Palfest deliberately takes its foreign guests through some of the motions of Israel’s occupation designed to disempower Palestinian life and deter resistance. Crossing the Allenby bridge from Jordan to Jerusalem is how the week began for many of us. Our group, harboring esteemed and even Pulitzer Prize-winning authors, was met with suspicion at Israeli border control, which is now staffed by private security contractors. Two young female contractors seemed to reckon we were collaborating with something that undermines the state of Israel. Luckily they couldn’t manage to put their fingers on it before the terminal is due to close, so after a total of six hours we completed the crossing as a group. This movement, like many others throughout the West Bank, can be completed with privilege — foreign passports are afforded a greater level of care, perhaps in order to keep Israel’s international image intact.

Day-to-day, the group traveled and met with individuals actively contributing to the movement of nonviolent resistance.
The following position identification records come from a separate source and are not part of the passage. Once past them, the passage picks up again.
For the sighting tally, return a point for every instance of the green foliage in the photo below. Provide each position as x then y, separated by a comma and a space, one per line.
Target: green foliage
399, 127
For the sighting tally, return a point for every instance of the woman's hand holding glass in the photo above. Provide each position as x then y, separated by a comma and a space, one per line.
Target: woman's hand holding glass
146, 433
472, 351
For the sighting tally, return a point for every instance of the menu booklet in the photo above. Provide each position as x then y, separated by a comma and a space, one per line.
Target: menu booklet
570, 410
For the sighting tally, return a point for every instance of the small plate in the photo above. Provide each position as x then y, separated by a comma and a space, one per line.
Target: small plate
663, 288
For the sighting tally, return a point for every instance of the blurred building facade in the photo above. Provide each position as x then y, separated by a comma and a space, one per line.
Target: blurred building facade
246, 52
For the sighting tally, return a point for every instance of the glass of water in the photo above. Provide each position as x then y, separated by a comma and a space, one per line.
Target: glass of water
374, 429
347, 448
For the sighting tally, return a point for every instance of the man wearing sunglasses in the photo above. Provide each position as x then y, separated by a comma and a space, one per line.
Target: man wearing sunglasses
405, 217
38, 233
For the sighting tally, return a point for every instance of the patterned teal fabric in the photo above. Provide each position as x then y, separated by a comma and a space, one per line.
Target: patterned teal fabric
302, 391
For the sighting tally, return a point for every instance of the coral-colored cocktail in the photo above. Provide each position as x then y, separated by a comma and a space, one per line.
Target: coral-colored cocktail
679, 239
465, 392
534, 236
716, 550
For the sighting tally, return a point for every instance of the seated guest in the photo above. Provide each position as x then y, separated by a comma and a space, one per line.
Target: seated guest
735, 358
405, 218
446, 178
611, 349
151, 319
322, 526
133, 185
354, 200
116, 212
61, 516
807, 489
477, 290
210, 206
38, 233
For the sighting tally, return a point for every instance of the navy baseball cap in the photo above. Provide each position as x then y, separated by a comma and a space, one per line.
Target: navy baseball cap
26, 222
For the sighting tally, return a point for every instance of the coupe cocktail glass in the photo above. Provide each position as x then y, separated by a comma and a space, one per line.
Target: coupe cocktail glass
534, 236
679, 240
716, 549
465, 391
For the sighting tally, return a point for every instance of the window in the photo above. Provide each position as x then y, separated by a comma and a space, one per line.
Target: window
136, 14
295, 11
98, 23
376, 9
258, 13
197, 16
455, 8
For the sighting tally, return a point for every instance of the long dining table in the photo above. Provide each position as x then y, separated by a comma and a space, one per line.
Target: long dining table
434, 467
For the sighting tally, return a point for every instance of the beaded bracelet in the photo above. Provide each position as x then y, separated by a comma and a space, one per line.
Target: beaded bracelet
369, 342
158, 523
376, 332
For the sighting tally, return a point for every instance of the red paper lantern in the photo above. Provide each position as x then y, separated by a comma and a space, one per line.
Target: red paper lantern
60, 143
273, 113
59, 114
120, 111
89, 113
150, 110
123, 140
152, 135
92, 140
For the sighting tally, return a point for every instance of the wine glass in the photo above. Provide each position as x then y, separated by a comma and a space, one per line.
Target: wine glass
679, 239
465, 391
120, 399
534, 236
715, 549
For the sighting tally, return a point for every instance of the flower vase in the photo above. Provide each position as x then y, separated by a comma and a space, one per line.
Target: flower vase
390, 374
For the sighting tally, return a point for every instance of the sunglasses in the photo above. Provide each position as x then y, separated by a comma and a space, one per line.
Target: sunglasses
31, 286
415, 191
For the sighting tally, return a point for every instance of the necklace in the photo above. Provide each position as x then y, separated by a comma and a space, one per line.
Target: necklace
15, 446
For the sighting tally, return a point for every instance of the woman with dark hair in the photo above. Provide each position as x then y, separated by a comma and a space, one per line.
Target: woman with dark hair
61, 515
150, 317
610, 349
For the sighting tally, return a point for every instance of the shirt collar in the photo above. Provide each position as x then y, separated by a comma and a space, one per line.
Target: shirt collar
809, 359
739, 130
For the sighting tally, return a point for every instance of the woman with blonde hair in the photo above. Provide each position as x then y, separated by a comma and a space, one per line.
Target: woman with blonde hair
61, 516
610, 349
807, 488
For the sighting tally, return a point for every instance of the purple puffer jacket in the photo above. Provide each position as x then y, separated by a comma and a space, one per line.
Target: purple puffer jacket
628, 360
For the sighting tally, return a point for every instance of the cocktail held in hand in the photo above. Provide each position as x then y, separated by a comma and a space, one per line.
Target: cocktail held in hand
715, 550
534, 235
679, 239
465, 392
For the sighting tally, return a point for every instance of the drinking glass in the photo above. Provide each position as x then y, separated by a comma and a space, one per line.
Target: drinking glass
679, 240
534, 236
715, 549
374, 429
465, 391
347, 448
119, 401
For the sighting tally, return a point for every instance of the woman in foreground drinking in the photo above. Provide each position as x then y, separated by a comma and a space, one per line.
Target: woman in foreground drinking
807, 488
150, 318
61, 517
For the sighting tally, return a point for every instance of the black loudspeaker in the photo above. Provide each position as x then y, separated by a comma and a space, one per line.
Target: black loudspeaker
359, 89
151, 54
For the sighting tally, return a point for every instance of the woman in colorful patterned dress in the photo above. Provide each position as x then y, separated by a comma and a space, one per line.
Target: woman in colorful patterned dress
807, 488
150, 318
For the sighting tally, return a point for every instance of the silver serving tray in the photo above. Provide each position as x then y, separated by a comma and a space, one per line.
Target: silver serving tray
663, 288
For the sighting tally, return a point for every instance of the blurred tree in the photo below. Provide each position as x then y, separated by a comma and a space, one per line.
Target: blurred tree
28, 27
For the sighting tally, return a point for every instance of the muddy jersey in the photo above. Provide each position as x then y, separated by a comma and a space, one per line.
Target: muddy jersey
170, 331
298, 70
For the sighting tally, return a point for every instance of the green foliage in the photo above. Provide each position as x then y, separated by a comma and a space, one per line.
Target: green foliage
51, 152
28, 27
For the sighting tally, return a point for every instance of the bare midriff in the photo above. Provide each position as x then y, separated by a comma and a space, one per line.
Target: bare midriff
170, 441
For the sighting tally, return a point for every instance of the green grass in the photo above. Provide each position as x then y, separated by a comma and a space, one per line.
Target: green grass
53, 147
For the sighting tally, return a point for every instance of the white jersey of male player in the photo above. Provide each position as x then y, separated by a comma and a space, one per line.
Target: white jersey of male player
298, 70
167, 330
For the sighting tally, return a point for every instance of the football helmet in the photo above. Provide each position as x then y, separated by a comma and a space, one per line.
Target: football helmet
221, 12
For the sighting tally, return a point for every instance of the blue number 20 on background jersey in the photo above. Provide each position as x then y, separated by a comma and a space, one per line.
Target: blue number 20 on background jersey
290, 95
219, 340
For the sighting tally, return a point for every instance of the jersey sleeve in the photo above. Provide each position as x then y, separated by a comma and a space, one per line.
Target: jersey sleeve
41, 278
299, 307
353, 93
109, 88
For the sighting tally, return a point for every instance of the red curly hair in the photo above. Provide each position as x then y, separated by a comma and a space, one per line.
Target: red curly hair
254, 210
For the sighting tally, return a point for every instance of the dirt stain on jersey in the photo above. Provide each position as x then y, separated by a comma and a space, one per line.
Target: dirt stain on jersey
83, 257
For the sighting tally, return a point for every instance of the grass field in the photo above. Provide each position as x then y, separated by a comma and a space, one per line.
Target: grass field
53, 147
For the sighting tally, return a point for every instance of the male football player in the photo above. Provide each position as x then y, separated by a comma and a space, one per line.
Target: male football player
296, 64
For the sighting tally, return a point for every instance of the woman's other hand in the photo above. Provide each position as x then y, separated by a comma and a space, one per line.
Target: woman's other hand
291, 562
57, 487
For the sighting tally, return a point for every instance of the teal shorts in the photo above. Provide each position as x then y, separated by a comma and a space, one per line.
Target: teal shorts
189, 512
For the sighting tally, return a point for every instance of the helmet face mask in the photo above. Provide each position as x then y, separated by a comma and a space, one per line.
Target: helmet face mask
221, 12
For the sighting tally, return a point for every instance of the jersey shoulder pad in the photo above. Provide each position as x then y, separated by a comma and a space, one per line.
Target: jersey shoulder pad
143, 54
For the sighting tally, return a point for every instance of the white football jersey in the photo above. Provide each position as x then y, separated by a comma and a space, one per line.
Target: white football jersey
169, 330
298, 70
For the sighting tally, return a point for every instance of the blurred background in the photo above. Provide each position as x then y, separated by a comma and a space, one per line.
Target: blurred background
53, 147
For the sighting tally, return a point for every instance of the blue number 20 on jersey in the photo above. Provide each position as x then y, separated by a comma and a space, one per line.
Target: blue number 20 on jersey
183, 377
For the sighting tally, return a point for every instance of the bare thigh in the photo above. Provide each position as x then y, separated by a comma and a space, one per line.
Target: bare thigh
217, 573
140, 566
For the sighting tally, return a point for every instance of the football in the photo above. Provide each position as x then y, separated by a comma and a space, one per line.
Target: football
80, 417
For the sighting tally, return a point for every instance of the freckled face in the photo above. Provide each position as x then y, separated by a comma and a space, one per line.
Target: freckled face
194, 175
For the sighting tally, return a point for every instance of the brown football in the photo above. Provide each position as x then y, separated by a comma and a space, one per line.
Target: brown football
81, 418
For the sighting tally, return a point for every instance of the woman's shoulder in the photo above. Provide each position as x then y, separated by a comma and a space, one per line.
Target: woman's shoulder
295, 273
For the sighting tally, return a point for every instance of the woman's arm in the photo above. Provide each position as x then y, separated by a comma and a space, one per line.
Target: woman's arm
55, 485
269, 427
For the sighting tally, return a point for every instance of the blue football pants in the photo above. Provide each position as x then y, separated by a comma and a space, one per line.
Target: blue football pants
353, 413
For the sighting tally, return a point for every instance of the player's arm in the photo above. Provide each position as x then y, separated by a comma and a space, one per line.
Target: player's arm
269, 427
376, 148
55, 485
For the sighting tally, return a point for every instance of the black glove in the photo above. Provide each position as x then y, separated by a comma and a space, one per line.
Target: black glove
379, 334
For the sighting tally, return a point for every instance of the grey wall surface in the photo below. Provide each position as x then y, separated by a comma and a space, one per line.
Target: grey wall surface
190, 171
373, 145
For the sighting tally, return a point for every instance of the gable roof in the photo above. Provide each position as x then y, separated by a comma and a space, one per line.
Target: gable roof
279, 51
We learned of steadfast responses to colonialism and apartheid rooted in protecting Palestinian rights, history and cultural heritage. With each movement through checkpoints, along privileged “settler only” roads or next to the apartheid wall, the group gathered fragments of a story of oppression and violence, expulsion and dispossession, detention, cultural appropriation and foreign exploitation. But surely life under the world’s longest military occupation should be no great mystery to the well-read foreign audience?

Palfest Opening Night in Ramallah

Tonight, I listened to news of the Kincora Boys’ Home in Belfast, a care home where young boys were routinely sexually abused between 1960 and 1980. There have long been claims that visitors to the home included members of the occupying British military, politicians and civil servants and that Thatcher’s government and the MI5 relentlessly blocked investigations in order to ‘secure intelligence’. Throughout this time whistleblowers tirelessly tried to expose the truth, writing letters to places of power; nothing was ever done to stop it.

What makes it harder to listen to the voices of those being oppressed? Do we really need to have seen it for ourselves to believe it?

Omar Barghouti, addressing the group in Ramallah as the festival drew to a close, spoke about the kind of resistance that Israel cannot meet with firepower — knowledge. Beyond the knowledge of facts there is the language of art and literature that has the power to liberate each of us from within.

Each year the Palestine Festival of Literature brings together voices capable of reaching and resonating with those who were never even there. All that is ever required of the audience is to be able to, just for a moment, place oneself in another’s shoes.

Author Richard Ford, speaking in Ramallah as both the night and the festival closed, recalled the words of his late friend, the Irish poet Seamus Heaney in ‘Digging’. He wrote:

‘Between my finger and my thumb

The squat pen rests; snug as a gun.’

Once more reminding us that literature can provide the means to reach people where facts fail to.